Une minute plus tard, elle entendait la porte claquer. Elle resta encore un moment allongée, les yeux cachés par le masque. Elle aimait cette sensation de cécité, cela lui permettait de ne se concentrer que sur son corps. Elle sentait ses orifices encore ouverts et dégoulinants, elle sentait le sperme couler sur ses cuisses et son visage. Lorsqu'elle finit par enlever le masque, elle s'assit sur le lit, et croisa son reflet dans un miroir accroché à côté du lit. La pauvre se rendit compte l'état déplorable dans lequel elle était. La semence qui recouvrait presque intégralement son visage coulait et rejoignait sa bave aux commissures de ses lèvres, le tout formant une longue trainée gluante de son menton à sa poitrine. Son maquillage coulait lui aussi sur ses joues, et ses cheveux, collés, ne ressemblaient plus à rien. Elle se dirigea alors, avant toute autre chose, dans la salle de bain, où elle prit une longue douche relaxante et décrassante.

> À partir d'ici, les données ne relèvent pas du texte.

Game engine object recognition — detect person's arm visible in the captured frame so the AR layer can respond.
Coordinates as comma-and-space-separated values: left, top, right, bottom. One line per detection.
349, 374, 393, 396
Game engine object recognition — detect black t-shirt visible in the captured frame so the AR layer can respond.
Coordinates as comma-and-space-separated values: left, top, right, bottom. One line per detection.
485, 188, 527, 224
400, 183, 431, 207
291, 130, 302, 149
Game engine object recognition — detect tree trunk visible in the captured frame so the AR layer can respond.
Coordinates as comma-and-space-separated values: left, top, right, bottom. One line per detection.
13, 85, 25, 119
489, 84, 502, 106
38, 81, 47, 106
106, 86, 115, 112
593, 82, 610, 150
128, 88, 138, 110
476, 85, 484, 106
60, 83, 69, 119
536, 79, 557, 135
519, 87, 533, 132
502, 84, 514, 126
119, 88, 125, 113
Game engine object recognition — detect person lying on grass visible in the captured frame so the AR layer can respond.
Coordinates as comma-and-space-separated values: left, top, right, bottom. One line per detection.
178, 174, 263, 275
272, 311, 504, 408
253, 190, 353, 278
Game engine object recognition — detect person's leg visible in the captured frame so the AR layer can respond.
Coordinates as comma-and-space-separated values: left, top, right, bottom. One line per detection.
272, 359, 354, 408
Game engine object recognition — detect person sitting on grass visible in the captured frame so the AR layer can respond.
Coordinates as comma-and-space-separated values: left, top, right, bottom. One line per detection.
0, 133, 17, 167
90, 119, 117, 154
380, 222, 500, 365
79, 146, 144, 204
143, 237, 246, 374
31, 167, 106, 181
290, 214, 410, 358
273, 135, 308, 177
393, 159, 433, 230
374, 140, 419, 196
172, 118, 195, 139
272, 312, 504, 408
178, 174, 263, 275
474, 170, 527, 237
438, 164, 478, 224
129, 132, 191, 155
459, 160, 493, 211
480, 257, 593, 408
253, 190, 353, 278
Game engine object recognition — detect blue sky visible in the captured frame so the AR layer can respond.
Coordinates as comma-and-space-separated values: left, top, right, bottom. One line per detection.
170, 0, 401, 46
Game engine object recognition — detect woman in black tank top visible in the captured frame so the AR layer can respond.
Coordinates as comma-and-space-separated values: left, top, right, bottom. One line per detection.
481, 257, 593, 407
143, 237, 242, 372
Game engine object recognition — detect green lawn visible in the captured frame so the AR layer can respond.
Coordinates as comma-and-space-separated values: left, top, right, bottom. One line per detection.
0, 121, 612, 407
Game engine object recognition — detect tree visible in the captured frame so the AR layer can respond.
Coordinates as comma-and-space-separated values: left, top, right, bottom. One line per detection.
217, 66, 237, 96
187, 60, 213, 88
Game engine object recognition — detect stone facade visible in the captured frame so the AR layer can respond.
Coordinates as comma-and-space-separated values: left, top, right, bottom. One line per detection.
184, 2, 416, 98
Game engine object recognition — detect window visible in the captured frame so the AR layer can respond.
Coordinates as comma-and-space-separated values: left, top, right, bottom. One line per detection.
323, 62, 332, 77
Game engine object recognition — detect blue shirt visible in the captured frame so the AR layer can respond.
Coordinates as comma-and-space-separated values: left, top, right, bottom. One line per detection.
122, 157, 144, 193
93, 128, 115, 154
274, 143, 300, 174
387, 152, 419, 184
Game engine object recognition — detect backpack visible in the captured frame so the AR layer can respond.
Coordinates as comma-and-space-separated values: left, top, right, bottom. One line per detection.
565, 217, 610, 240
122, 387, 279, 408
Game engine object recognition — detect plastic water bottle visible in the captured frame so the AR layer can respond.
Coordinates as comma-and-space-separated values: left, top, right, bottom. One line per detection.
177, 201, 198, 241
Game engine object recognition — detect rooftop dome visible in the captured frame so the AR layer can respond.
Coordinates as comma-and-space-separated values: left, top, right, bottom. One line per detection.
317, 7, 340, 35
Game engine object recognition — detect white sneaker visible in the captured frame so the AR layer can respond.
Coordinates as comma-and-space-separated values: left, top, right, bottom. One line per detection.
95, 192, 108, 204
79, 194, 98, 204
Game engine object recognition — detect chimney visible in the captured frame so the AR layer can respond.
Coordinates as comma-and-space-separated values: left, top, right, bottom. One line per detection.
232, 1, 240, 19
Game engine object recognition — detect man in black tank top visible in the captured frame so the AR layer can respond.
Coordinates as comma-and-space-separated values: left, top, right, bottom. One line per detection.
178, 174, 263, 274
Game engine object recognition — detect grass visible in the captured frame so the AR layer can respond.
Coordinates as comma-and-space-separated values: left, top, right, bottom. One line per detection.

Ce n'est que lorsqu'elle eut fini de se rhabiller que Julie découvrit le mot posé sur le meuble de l'entrée. « En souvenir de ce bel après-midi, profites-en bien. A très vite, Fabien ». Elle prit ensuite la petite boîte noire posé sur le mot, et l'ouvrit pour y découvrir une carte mémoire. Aussitôt, l'excitation la reprit. Elle redescendit poser la clé à la réception, puis reprit sa voiture et fonça chez elle. Elle passa ainsi la fin de sa journée à se masturber en regardant, sur son ordinateur, la vidéo des trois hommes abusant de son corps.